El oro (Au) es un elemento químico conocido por ser el metal más maleable, dúctil y blando, que a menudo se alea para aumentar su resistencia. El oro es un excelente conductor del calor y de la electricidad, y no se ve afectado por el aire, el ácido nítrico, el clorhídrico ni el sulfúrico, ni por la mayoría de los demás reactivos. El punto de fusión del oro es de 1063 °C y su punto de ebullición, de 2970 °C.
Los compuestos de oro tienen una amplia gama de aplicaciones en diversas industrias. En la industria química, se utilizan como catalizadores para reacciones orgánicas debido a sus propiedades únicas.
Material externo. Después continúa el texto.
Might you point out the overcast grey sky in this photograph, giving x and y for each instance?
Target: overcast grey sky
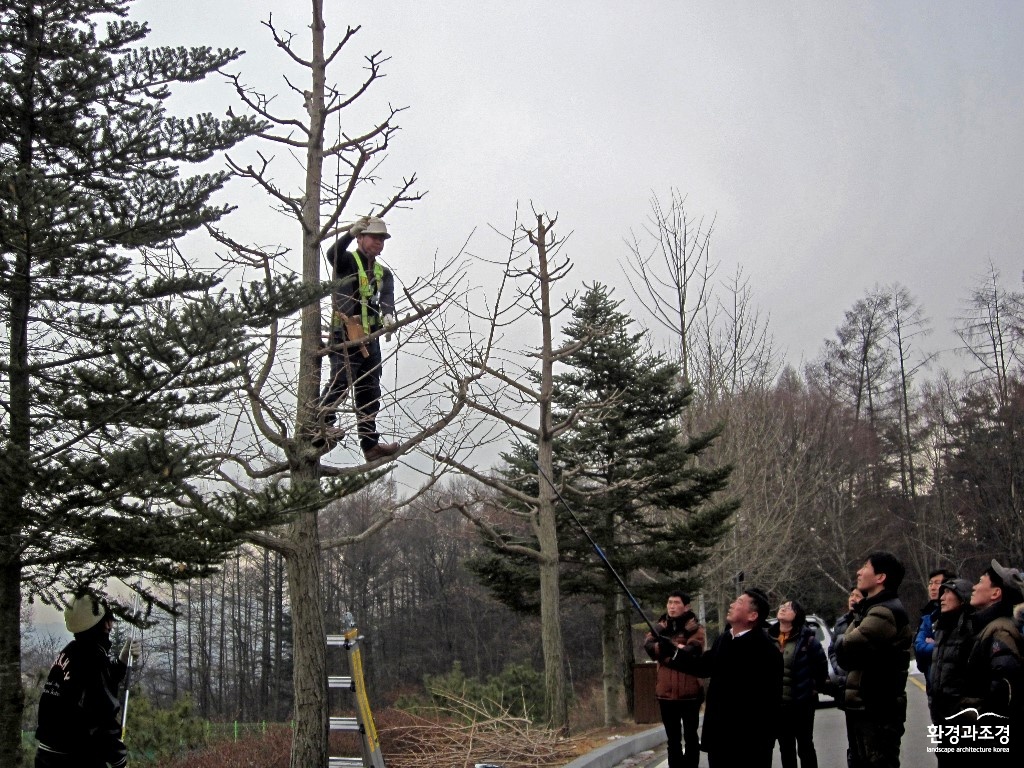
(840, 144)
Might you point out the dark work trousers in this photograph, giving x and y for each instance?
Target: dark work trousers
(681, 717)
(875, 740)
(46, 759)
(365, 374)
(796, 735)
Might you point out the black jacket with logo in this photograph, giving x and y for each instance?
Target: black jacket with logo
(78, 709)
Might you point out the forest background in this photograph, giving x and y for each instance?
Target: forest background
(880, 436)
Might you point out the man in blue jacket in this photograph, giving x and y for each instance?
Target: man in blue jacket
(924, 640)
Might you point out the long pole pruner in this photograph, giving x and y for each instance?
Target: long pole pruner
(135, 611)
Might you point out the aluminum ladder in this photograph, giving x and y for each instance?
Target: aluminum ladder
(363, 723)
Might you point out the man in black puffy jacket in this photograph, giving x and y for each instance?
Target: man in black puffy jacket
(78, 710)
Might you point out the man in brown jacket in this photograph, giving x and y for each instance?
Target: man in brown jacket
(679, 694)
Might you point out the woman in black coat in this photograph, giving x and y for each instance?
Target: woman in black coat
(805, 671)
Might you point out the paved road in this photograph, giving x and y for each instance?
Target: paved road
(829, 737)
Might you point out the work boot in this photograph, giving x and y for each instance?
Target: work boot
(380, 451)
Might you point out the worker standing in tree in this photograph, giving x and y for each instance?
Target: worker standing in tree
(364, 304)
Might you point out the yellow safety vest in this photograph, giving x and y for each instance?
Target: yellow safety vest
(367, 289)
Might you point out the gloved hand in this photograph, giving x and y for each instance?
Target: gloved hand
(357, 226)
(132, 646)
(666, 646)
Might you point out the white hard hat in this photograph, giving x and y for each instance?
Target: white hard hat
(375, 225)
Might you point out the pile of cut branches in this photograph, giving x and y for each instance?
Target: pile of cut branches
(460, 733)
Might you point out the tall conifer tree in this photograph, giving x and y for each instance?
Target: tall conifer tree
(631, 476)
(111, 356)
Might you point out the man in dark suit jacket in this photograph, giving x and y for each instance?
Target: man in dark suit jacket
(745, 692)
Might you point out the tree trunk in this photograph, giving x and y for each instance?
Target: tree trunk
(611, 666)
(11, 694)
(547, 528)
(309, 649)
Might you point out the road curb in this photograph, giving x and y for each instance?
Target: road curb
(614, 753)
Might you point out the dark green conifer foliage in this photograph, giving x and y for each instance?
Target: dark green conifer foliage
(630, 475)
(110, 364)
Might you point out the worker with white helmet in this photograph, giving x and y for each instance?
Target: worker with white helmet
(364, 304)
(78, 709)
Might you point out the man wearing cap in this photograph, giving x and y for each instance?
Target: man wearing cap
(364, 304)
(951, 646)
(994, 671)
(679, 694)
(78, 709)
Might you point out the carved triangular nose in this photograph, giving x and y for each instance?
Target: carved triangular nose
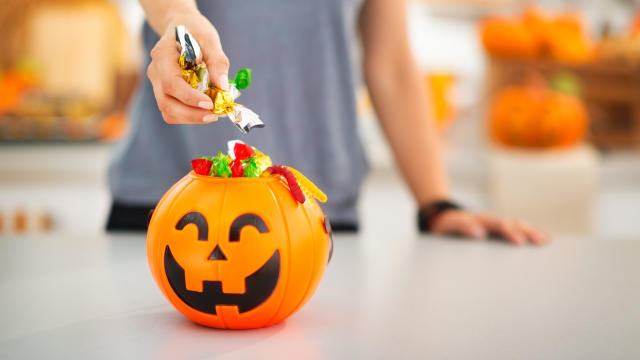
(217, 254)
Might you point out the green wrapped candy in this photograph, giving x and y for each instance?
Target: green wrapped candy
(220, 166)
(251, 168)
(243, 79)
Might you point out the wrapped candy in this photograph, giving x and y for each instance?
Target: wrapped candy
(307, 186)
(195, 72)
(246, 161)
(221, 166)
(251, 168)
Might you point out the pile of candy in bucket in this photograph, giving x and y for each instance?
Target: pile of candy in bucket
(246, 161)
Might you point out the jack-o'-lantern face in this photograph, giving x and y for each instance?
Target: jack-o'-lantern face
(237, 253)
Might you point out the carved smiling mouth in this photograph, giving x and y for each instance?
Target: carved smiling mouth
(259, 286)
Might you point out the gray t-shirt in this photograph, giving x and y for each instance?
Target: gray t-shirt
(304, 75)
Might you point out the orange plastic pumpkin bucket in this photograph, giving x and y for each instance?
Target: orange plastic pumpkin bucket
(237, 253)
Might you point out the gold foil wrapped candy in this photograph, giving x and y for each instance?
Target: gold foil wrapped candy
(196, 74)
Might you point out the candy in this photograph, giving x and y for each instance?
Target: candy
(251, 168)
(195, 72)
(291, 181)
(263, 161)
(307, 186)
(237, 168)
(222, 102)
(201, 166)
(243, 151)
(221, 166)
(243, 79)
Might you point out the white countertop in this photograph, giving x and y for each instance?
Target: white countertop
(388, 293)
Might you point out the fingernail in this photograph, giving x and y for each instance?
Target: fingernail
(478, 233)
(207, 105)
(209, 118)
(224, 82)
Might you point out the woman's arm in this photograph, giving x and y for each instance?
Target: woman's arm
(400, 100)
(177, 101)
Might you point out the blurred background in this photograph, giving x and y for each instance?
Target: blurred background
(538, 103)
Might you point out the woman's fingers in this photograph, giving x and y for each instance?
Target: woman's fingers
(175, 112)
(477, 227)
(535, 235)
(516, 232)
(459, 222)
(164, 70)
(215, 58)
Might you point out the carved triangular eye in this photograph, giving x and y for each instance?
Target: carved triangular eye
(246, 220)
(198, 220)
(217, 254)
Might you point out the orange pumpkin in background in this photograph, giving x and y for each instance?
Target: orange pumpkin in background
(537, 117)
(535, 34)
(237, 253)
(566, 41)
(509, 38)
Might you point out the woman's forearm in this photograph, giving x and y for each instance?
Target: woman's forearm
(400, 100)
(160, 12)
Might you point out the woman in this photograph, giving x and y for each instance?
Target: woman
(303, 55)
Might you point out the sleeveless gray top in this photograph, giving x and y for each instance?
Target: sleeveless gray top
(304, 75)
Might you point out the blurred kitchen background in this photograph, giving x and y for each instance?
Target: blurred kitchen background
(538, 103)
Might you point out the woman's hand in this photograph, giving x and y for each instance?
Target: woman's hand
(479, 226)
(178, 102)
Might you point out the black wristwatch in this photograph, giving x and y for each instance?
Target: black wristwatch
(430, 212)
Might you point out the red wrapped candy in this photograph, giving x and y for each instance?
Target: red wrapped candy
(294, 187)
(243, 151)
(237, 168)
(201, 166)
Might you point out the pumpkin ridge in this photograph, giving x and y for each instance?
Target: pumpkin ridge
(286, 227)
(313, 257)
(220, 229)
(171, 205)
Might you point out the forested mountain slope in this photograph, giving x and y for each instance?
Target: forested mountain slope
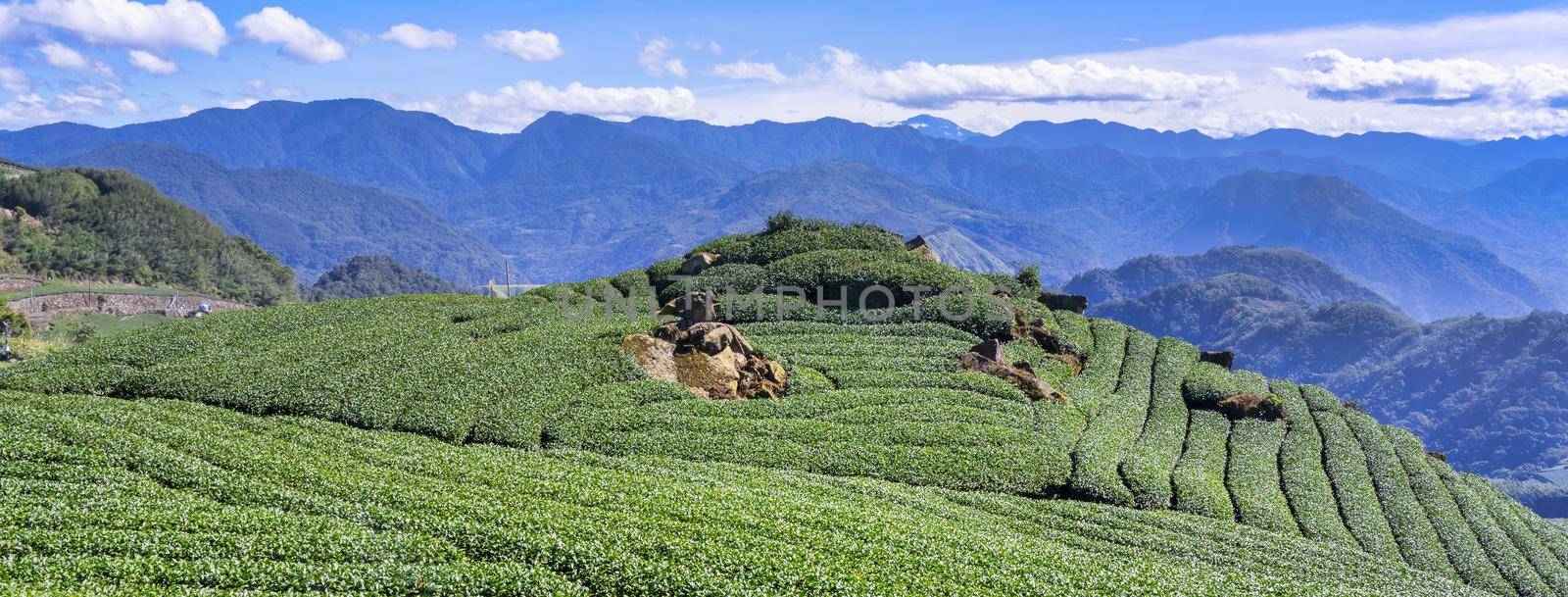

En electrónica, los compuestos de oro se emplean por su excelente conductividad y resistencia a la corrosión en la fabricación de conectores y placas de circuitos de alta calidad. En el sector sanitario, se utilizan en dispositivos médicos y tratamientos, incluyendo la terapia y el diagnóstico del cáncer. Además, las nanopartículas de oro encuentran aplicaciones en la nanotecnología por sus propiedades catalíticas en la síntesis química, la remediación medioambiental y la tecnología de pilas de combustible, gracias a su gran superficie específica y a sus propiedades electrónicas únicas.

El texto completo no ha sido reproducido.